In 2011, however, the city manager announced the city was “going to renege on its contractual obligation” which was previously promised and “used to induce the acceptance and retention of employment,” the lawsuit stated.
Since July 2011, the employees have had to pay part of the 8% employee pension contribution, with the city’s goal being for the employees to eventually pick up the full 8%.
According to City Manager Mark Scott, the practice is becoming standard in the public sector as cities across California look for ways to save money. For Burbank, the method has reportedly translated into hundreds of thousands of dollars’ worth of savings, Scott said.

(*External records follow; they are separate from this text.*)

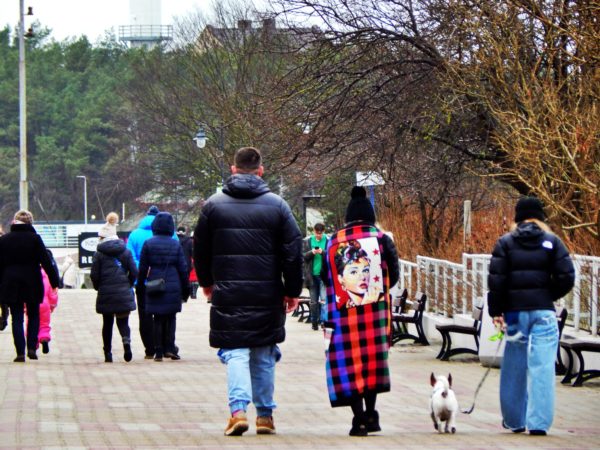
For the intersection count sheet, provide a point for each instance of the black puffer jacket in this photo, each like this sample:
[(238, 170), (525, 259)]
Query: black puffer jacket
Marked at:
[(529, 270), (162, 257), (21, 253), (247, 245), (113, 274)]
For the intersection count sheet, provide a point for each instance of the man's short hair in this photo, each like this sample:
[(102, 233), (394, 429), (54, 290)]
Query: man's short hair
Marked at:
[(247, 159)]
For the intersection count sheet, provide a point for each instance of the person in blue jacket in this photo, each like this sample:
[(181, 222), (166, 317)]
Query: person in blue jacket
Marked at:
[(162, 257), (530, 269), (135, 242)]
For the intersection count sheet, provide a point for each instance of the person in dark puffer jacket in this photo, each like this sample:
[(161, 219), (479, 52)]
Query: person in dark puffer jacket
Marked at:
[(530, 269), (21, 253), (248, 258), (113, 274), (162, 257)]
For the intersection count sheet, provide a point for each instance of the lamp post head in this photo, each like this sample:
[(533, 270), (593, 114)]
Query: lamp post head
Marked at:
[(200, 138)]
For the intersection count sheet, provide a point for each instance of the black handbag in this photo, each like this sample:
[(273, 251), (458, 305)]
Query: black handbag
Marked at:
[(157, 286)]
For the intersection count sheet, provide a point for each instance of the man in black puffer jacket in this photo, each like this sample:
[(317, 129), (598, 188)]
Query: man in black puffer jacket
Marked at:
[(530, 269), (248, 258)]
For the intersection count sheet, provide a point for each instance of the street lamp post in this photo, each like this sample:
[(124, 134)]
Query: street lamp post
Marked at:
[(84, 199), (23, 191), (201, 139)]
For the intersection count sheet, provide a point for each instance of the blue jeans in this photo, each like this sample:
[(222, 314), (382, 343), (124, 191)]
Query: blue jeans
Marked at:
[(315, 290), (527, 372), (251, 377)]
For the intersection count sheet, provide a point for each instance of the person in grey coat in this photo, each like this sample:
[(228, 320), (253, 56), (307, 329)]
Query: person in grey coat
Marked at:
[(162, 257), (113, 274)]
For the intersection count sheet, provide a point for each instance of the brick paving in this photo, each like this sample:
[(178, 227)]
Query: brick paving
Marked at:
[(71, 399)]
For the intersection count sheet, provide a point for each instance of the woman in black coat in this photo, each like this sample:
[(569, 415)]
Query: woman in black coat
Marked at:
[(22, 251), (162, 258), (113, 274)]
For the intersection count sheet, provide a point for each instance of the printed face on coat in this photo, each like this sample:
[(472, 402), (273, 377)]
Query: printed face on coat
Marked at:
[(358, 278)]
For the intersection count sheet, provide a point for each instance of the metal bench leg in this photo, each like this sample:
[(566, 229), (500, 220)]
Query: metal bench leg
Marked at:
[(448, 350), (579, 380), (443, 349), (421, 332)]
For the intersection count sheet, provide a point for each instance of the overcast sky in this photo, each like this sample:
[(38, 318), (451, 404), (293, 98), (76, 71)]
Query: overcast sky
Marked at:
[(72, 18)]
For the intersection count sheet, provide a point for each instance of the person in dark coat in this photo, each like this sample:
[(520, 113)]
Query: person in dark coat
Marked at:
[(113, 275), (21, 253), (530, 269), (162, 257), (361, 268), (248, 258)]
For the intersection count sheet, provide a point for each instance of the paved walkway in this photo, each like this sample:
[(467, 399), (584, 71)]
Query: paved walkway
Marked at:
[(71, 399)]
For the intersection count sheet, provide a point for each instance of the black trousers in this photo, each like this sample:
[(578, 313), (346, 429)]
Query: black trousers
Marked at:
[(164, 333), (107, 326), (17, 311)]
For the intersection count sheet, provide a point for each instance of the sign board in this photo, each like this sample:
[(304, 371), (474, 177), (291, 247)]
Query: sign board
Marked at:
[(369, 179), (87, 246)]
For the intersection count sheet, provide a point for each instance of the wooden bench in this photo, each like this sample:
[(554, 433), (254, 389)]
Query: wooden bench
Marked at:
[(302, 311), (578, 347), (446, 352), (401, 319)]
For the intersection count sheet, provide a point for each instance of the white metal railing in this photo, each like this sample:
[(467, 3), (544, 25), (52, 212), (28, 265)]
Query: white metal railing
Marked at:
[(452, 287)]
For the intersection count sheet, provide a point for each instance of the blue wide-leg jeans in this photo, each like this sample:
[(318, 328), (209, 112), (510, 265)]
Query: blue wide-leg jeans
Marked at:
[(251, 377), (527, 378)]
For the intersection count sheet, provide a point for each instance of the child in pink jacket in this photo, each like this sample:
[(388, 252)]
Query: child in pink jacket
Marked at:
[(46, 308)]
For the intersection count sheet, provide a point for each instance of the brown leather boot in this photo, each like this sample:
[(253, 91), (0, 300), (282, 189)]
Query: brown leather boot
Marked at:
[(265, 425), (237, 425)]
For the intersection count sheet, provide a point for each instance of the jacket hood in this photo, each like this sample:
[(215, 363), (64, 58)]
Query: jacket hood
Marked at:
[(112, 247), (245, 185), (146, 222), (163, 224), (22, 227), (528, 234)]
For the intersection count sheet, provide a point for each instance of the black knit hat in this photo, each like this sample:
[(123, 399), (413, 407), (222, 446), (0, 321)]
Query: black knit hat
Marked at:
[(529, 208), (360, 207)]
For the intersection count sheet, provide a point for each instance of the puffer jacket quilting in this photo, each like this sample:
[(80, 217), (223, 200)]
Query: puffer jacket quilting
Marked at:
[(162, 257), (248, 246), (529, 270), (113, 274)]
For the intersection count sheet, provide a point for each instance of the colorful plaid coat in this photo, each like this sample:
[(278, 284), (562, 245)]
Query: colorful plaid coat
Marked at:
[(358, 313)]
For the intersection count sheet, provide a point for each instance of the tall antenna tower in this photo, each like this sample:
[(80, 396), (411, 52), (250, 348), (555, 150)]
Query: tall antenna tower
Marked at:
[(145, 29)]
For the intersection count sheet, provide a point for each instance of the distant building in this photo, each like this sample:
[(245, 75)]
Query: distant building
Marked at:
[(145, 29)]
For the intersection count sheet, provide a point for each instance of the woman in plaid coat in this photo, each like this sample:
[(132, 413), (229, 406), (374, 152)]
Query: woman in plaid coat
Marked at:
[(362, 266)]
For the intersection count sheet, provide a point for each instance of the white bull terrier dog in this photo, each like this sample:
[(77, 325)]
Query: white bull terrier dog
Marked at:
[(443, 404)]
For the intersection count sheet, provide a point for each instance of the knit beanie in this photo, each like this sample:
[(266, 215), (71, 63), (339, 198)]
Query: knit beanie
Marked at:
[(360, 207), (529, 208), (24, 216), (109, 229)]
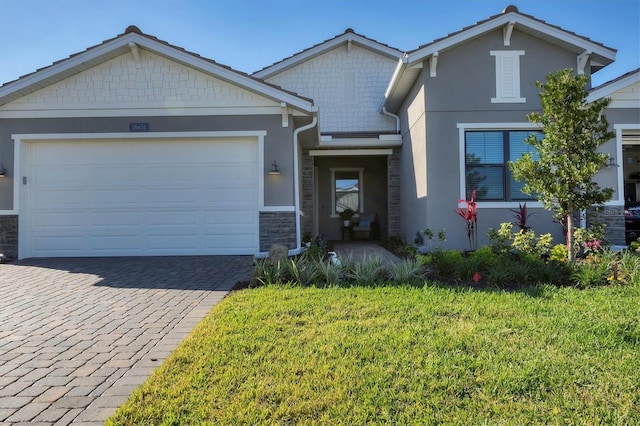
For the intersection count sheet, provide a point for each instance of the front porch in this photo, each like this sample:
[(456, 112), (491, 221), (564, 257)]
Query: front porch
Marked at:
[(366, 181)]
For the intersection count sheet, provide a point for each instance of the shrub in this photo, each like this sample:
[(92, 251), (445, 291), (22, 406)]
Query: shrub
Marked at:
[(301, 271), (501, 238), (399, 247), (589, 273), (367, 271), (446, 261), (327, 272), (267, 271), (559, 253), (408, 271)]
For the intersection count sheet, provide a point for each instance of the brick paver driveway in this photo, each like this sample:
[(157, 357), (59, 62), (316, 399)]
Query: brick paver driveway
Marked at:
[(77, 336)]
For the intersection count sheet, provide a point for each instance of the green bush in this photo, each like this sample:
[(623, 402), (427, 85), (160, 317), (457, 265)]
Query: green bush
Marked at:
[(406, 272), (367, 271), (446, 261), (559, 253)]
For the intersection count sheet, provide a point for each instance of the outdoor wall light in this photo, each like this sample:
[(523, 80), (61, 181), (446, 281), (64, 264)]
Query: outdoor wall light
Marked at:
[(275, 170), (612, 162)]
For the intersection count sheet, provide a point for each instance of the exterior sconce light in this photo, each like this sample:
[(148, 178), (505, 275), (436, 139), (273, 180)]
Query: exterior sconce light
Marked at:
[(612, 162), (275, 170)]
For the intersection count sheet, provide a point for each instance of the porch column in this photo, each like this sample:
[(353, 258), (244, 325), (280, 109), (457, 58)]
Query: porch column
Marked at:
[(307, 219), (393, 193)]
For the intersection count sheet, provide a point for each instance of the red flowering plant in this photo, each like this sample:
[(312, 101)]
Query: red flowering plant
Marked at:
[(468, 212)]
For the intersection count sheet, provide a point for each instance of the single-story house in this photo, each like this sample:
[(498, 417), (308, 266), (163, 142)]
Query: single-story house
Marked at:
[(137, 147)]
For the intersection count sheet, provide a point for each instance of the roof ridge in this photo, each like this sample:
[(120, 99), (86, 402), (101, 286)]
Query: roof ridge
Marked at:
[(507, 10)]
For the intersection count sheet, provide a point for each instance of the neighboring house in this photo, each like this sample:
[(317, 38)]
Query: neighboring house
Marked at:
[(137, 147)]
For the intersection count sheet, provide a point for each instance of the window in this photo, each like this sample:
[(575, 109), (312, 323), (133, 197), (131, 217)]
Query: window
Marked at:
[(347, 190), (486, 157), (507, 76)]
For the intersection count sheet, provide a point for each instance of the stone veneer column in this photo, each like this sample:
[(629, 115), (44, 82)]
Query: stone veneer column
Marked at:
[(393, 193), (9, 236), (613, 217), (307, 221), (277, 228)]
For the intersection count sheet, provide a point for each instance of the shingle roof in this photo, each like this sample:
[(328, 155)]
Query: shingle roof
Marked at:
[(328, 42)]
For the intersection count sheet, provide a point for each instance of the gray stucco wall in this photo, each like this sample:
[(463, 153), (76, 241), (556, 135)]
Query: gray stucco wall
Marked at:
[(461, 93), (277, 142)]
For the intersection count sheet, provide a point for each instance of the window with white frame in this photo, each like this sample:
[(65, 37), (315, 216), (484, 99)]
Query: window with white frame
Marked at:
[(347, 190), (507, 76), (487, 153)]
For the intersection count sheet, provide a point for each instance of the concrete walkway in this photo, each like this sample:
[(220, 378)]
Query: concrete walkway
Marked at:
[(77, 336)]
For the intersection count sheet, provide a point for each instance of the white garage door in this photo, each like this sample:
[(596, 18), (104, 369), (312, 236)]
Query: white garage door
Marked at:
[(141, 197)]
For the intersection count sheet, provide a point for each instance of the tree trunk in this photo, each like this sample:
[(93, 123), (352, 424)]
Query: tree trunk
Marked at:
[(570, 250)]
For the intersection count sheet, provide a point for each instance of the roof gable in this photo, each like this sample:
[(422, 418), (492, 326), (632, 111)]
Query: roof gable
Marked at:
[(348, 37), (148, 82), (511, 18), (131, 42), (588, 52)]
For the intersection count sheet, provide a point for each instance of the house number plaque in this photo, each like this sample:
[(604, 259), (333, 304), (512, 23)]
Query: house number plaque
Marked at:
[(138, 127)]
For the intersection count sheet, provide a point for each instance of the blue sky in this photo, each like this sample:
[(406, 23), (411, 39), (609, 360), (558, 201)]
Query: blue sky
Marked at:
[(250, 34)]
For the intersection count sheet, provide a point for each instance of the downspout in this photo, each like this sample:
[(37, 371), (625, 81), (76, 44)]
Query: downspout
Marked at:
[(385, 112), (296, 183)]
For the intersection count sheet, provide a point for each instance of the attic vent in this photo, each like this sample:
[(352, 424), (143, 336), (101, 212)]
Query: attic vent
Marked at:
[(631, 137), (132, 29)]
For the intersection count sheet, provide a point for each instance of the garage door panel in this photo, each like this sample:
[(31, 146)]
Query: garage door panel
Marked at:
[(58, 219), (172, 218), (238, 242), (230, 216), (110, 198), (172, 195), (65, 243), (114, 242), (126, 197), (59, 199), (115, 219)]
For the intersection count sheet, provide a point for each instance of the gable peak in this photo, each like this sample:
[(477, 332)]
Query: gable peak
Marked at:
[(132, 29)]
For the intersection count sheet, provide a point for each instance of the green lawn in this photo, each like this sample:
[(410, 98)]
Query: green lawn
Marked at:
[(403, 355)]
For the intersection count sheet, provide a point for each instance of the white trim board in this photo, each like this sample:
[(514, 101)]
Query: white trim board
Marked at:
[(348, 152)]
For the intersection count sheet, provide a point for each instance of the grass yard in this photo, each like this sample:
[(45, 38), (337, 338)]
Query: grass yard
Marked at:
[(403, 355)]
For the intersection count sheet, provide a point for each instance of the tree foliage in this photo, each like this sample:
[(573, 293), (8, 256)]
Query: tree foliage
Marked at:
[(568, 153)]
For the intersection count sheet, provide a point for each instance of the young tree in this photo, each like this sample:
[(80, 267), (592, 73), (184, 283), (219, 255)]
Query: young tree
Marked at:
[(568, 153)]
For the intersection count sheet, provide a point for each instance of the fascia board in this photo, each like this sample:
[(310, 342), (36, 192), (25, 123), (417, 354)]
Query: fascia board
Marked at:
[(395, 79), (609, 89), (421, 54), (324, 47), (164, 50)]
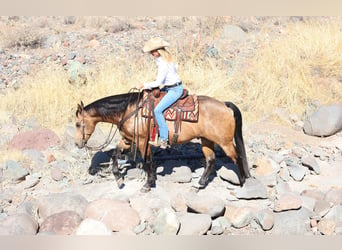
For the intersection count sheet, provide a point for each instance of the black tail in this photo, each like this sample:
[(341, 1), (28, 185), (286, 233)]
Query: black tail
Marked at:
[(239, 144)]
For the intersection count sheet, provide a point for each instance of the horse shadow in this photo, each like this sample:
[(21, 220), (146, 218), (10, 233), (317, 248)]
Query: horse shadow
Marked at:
[(189, 154)]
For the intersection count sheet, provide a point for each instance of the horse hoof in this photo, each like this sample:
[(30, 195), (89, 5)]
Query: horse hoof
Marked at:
[(197, 186), (120, 183), (145, 189)]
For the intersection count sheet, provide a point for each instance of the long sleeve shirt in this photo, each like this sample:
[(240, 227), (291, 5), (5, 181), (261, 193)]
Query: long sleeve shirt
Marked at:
[(167, 74)]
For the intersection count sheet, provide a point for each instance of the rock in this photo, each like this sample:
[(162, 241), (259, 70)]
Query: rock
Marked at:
[(313, 193), (287, 201), (77, 73), (326, 121), (30, 181), (18, 224), (134, 174), (265, 219), (326, 226), (178, 203), (229, 174), (321, 208), (219, 225), (39, 139), (239, 216), (284, 173), (57, 174), (14, 171), (63, 223), (234, 33), (206, 204), (30, 209), (308, 202), (194, 224), (166, 222), (311, 163), (36, 156), (282, 187), (92, 227), (59, 202), (252, 189), (291, 222), (116, 214), (297, 172), (334, 196), (181, 174)]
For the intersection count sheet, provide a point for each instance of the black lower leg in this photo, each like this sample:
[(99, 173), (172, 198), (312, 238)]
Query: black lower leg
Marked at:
[(115, 169)]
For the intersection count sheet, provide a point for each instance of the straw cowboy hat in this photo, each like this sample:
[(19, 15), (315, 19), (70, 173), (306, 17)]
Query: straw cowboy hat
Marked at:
[(155, 43)]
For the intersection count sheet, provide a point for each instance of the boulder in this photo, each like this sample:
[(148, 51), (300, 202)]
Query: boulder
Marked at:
[(39, 139), (326, 121)]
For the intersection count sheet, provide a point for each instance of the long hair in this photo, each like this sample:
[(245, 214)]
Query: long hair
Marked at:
[(164, 53)]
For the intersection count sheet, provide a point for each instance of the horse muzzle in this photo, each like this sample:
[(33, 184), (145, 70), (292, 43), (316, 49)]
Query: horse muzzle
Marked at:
[(81, 144)]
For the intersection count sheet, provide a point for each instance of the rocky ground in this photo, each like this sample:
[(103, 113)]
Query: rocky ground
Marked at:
[(296, 186)]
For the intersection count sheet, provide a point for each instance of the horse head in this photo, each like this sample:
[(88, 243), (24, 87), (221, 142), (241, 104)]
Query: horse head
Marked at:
[(84, 125)]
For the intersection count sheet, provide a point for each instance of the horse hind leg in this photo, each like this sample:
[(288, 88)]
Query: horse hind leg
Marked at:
[(209, 154), (115, 167), (230, 150)]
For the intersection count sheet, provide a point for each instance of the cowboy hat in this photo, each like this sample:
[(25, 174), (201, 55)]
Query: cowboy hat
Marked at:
[(155, 43)]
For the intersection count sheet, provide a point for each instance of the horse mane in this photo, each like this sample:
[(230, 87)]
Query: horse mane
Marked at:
[(114, 105)]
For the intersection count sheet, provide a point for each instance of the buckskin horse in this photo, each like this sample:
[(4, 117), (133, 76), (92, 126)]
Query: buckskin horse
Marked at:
[(218, 123)]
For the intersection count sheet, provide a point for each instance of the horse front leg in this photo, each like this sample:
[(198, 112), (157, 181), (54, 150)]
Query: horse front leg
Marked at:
[(148, 167), (209, 154), (115, 168)]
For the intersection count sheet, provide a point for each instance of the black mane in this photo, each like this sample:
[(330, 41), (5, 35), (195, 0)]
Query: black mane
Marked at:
[(114, 105)]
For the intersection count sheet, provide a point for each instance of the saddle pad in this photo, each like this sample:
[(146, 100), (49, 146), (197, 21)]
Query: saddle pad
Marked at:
[(188, 113)]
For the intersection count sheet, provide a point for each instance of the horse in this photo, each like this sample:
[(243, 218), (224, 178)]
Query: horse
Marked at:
[(218, 123)]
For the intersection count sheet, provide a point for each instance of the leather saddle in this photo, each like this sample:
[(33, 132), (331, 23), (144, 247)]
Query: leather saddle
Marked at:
[(185, 104), (186, 108)]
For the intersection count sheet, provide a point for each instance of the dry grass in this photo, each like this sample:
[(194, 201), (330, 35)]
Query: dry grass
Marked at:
[(300, 65)]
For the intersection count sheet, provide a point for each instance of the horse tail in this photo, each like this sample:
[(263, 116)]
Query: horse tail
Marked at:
[(239, 144)]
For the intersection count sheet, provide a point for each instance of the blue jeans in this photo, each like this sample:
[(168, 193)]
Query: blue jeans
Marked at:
[(171, 97)]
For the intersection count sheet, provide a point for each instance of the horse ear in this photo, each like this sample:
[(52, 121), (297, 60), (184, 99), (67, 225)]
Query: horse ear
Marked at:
[(80, 108)]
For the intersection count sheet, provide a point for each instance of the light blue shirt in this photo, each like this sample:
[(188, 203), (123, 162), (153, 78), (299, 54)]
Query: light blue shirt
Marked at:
[(167, 74)]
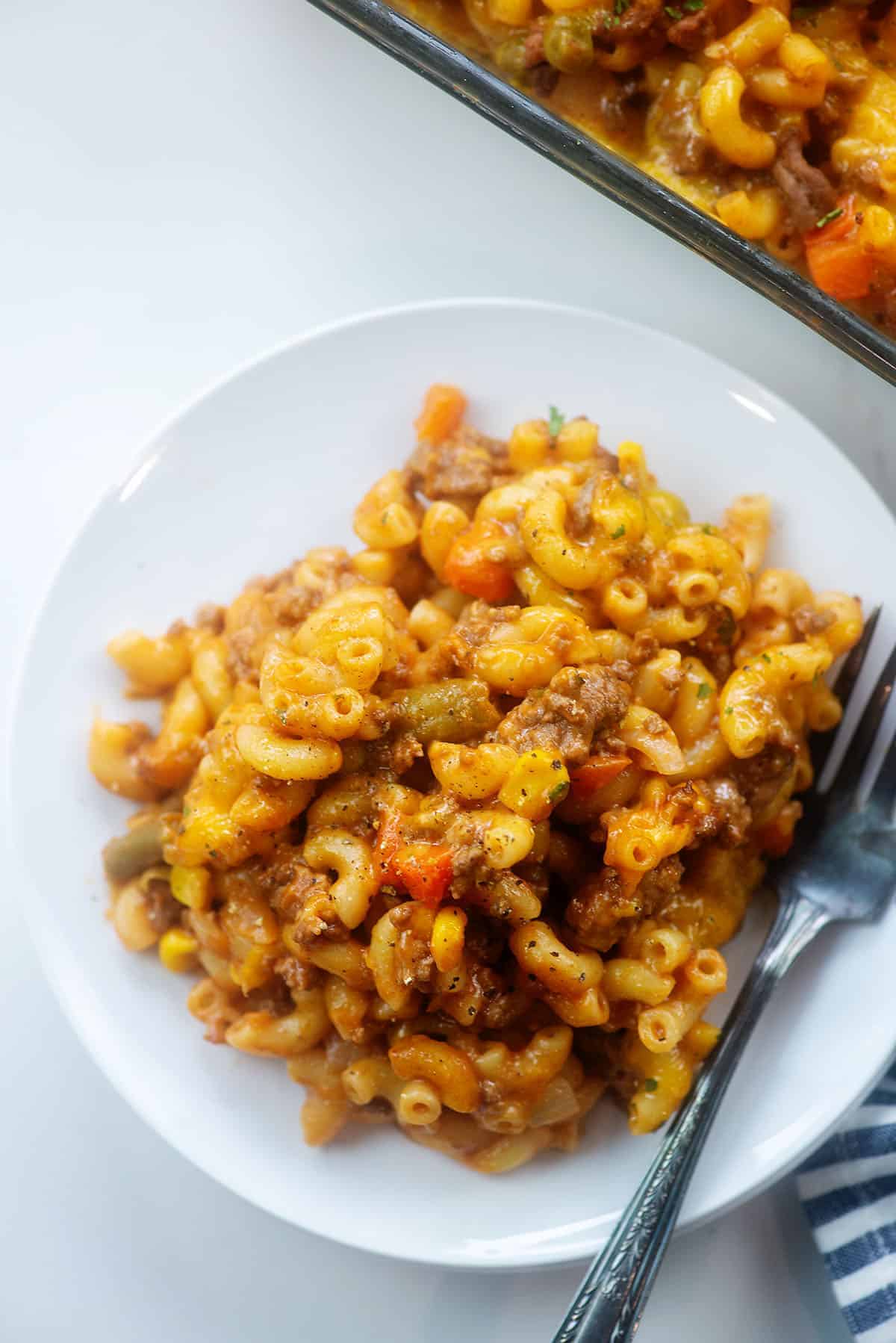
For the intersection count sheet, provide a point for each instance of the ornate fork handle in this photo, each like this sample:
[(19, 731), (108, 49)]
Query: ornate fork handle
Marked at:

“Being able to make these agreements with virtually all our bargaining units has allowed the city to stay solvent to the point where we haven’t had to reduce service levels like so many other cities have,” Scott said.
He added that the city was “very unhappy” about the lawsuit, which came as a shock.
“It’s an expensive way to try to have a conversation,” he said.
But the union argued that the requirement is illegal, and reduces its members’ salaries and retirement benefits.
“Once the city attorneys performed services in reliance on the city’s contractual promise to provide the PERS benefits on retirement, the city is contractually bound to honor that obligation,” the lawsuit states.
The union is seeking recovery of the “wrongfully deducted monies,” plus interest, along with a declaration that the city’s action is illegal and injunctive relief prohibiting the practice in the future, according to the lawsuit. The lawsuit lists five causes of action, including breach of contract.